A Morning with El Greco

It's a beautiful crisp clear Fall day in New York and I walked across the Park this morning to a private members preview of the large El Greco show that is to open at the Metropolitan Museum in a few days. I had special reasons. On this day fifteen years ago my father, Joachim Prinz, died. Two days later I would officiate at his funeral and deliver both the easiest and most difficult eulogy of my life. Like most people I have had a small number of best friends, but none better than he. Which brings me to El Greco.

Some people honor their loved ones with trips to the cemetery. I have never been so inclined. I'm not discounting visits to the grave, just saying they don't work for me. Those who really meant something in my life are embodied in how I function, ever present. Boy is that true in his case, so I went to see El Greco.

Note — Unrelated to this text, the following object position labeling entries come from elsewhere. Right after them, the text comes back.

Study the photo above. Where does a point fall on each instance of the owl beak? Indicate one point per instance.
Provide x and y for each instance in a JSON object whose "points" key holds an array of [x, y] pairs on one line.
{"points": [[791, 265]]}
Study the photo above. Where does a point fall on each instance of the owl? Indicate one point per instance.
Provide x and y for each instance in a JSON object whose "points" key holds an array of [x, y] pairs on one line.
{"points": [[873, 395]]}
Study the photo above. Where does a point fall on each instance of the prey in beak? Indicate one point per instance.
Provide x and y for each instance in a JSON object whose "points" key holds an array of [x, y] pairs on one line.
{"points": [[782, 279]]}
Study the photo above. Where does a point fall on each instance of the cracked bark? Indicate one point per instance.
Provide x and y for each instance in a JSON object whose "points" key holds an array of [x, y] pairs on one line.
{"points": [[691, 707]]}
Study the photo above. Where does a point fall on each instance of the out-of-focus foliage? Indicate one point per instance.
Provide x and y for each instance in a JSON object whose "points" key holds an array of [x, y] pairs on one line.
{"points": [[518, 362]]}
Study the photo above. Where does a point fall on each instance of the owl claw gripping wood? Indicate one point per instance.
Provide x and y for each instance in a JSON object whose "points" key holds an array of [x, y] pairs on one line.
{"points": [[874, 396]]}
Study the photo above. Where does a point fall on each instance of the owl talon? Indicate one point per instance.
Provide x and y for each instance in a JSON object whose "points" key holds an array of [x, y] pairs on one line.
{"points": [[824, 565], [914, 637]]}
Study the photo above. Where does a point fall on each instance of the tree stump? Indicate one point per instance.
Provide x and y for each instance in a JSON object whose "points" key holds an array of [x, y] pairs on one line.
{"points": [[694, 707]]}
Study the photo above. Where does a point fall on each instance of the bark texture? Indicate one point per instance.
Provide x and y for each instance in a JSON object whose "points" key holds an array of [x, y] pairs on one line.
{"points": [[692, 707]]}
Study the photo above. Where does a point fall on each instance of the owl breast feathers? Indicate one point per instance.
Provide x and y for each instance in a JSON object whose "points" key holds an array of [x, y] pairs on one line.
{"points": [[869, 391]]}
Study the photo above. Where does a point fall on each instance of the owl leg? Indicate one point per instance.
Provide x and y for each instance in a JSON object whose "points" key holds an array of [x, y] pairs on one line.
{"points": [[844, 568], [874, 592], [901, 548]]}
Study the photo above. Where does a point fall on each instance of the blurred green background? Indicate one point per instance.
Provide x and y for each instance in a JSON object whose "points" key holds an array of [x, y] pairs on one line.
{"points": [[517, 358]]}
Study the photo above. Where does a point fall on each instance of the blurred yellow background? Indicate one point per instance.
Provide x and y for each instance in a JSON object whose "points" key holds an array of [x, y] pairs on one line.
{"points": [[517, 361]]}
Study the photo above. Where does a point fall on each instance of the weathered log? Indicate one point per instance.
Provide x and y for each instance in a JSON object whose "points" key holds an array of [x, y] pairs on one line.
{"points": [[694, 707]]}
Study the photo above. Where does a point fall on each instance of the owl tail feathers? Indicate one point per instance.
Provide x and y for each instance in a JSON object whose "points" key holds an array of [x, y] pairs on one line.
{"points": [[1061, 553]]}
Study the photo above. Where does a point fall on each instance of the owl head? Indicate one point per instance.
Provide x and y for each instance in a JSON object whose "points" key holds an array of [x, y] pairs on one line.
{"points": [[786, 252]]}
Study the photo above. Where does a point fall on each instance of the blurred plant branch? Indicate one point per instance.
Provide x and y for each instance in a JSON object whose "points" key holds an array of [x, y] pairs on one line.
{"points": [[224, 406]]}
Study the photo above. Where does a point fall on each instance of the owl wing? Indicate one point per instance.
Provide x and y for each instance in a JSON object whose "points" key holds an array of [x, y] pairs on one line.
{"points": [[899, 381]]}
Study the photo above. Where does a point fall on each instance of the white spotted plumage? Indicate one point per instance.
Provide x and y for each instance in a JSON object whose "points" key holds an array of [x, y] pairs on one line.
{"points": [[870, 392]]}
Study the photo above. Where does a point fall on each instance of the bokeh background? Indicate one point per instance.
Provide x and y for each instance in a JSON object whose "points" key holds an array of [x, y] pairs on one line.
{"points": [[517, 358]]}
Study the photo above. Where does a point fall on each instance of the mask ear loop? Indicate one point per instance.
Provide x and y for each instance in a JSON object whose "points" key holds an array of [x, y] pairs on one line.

It was my father who instilled in me a passionate love for art, and it was during a summer we spent together in Europe that I got hooked on El Greco. It was a wonderful and eventful trip beginning on the Island of Ibiza off the Spanish coast on to the mountains of Switzerland and ending with about 12 hours spent in Berlin (my first and only visit to Germany). It was the summer that the Wall was being constructed and a shaken Jewish Community feeling uncertain once again about its future wanted him to preach in their synagogue.

The Spain portion included Madrid and from there that wonderful drive to the old city of Toledo. If you've made it, and are familiar El Greco's powerful painting of the walled city set against an angry sky which echoes your experience, you know how moving the approach can be. I made a similar trip with one of my own sons and had an identical reaction. Once in Toledo, we entered the world of El Greco.  Paintings were everywhere, the best hanging on the walls of the Cathedral's sacristy. Those narrow figures, that unforgettable vivid color, often sparsely used, often contrasting with the grayness of skin. I was astounded and to this day whenever I visit a new museum and encounter an El Greco in its collection, I get excited. I don't have a single favorite painter, but certainly none more favorite than this man from Greece.

I don't know how you remember. My remembrance on this day was, as always, thrilling. I could have experienced a similar connection with Rembrandt, with Van Gogh, with any of the Impressionists, with Matisse or Picasso. Roy Lichtenstein, Chuck Close and their crowd are in my realm, definitely not his but that's what next generations are all about. The point is, the relationship continues and even if you didn't know him, go see El Greco at the Met.  Perhaps not the paintings themselves, but the sheer experience of human creativity, the wonder of it all, is his rich legacy. Share it with me. You won't be sorry.